US eyes de-icing chemicals in bridge collapse

22 August 2007 21:57  [Source: ICIS news]

WASHINGTON (ICIS news)--De-icing chemicals may have played a role in the 1 August collapse of an eight-lane highway bridge that killed 13 people at Minneapolis, Minnesota, US federal safety officials said on Wednesday.


The National Transportation Safety Board (NTSB) said that as part of its inquiry into the disaster it is examining the chemical de-icing system that was installed on the 1,900-foot-long bridge in 1997.


The board, which is the lead federal agency investigating the accident, said it will determine which chemicals were routinely used on the 40-year-old bridge and their respective corrosive properties.

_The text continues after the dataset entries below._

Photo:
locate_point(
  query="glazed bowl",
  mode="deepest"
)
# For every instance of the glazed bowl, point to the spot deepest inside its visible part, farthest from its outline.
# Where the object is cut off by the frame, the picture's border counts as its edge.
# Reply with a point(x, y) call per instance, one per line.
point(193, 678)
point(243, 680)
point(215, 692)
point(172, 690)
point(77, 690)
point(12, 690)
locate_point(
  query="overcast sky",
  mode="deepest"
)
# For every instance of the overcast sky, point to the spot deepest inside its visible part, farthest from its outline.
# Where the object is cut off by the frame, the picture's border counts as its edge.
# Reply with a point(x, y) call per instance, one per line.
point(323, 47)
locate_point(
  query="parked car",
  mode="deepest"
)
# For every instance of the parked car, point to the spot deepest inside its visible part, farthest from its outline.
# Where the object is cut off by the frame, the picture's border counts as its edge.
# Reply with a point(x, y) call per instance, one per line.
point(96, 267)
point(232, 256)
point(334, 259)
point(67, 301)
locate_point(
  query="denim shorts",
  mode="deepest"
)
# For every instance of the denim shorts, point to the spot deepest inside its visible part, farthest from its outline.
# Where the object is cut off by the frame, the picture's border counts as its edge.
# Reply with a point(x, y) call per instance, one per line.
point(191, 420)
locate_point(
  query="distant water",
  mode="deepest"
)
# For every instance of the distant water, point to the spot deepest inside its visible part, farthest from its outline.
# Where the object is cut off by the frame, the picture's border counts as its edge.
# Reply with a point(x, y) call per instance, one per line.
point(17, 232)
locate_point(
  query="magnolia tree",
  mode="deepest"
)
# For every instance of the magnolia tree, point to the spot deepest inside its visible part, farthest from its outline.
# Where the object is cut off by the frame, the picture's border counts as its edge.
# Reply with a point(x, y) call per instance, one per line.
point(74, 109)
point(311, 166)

Some bridges in Minnesota and other US states that experience harsh winter weather are fitted with nozzle systems that can spray de-icing or anti-icing chemicals on bridge roadways.


An official with the Minnesota Department of Transportation (MDOT) said he was not sure which chemicals were routinely used on the Interstate 35W bridge span that collapsed at the peak of evening rush hour into the Mississippi River.


More than 100 automobiles and their occupants fell some 100 feet with the collapsing span into the river or onto its banks.  A number of construction workers and their equipment also were on the bridge at the time.


An MDOT official said, however, that chemicals typically used to de-ice bridges in the state include calcium magnesium acetate and potassium acetate.


The NTSB emphasized that it has not yet reached even a preliminary explanation for the bridge collapse and that the de-icing chemicals are only one of multiple factors being considered in the investigation.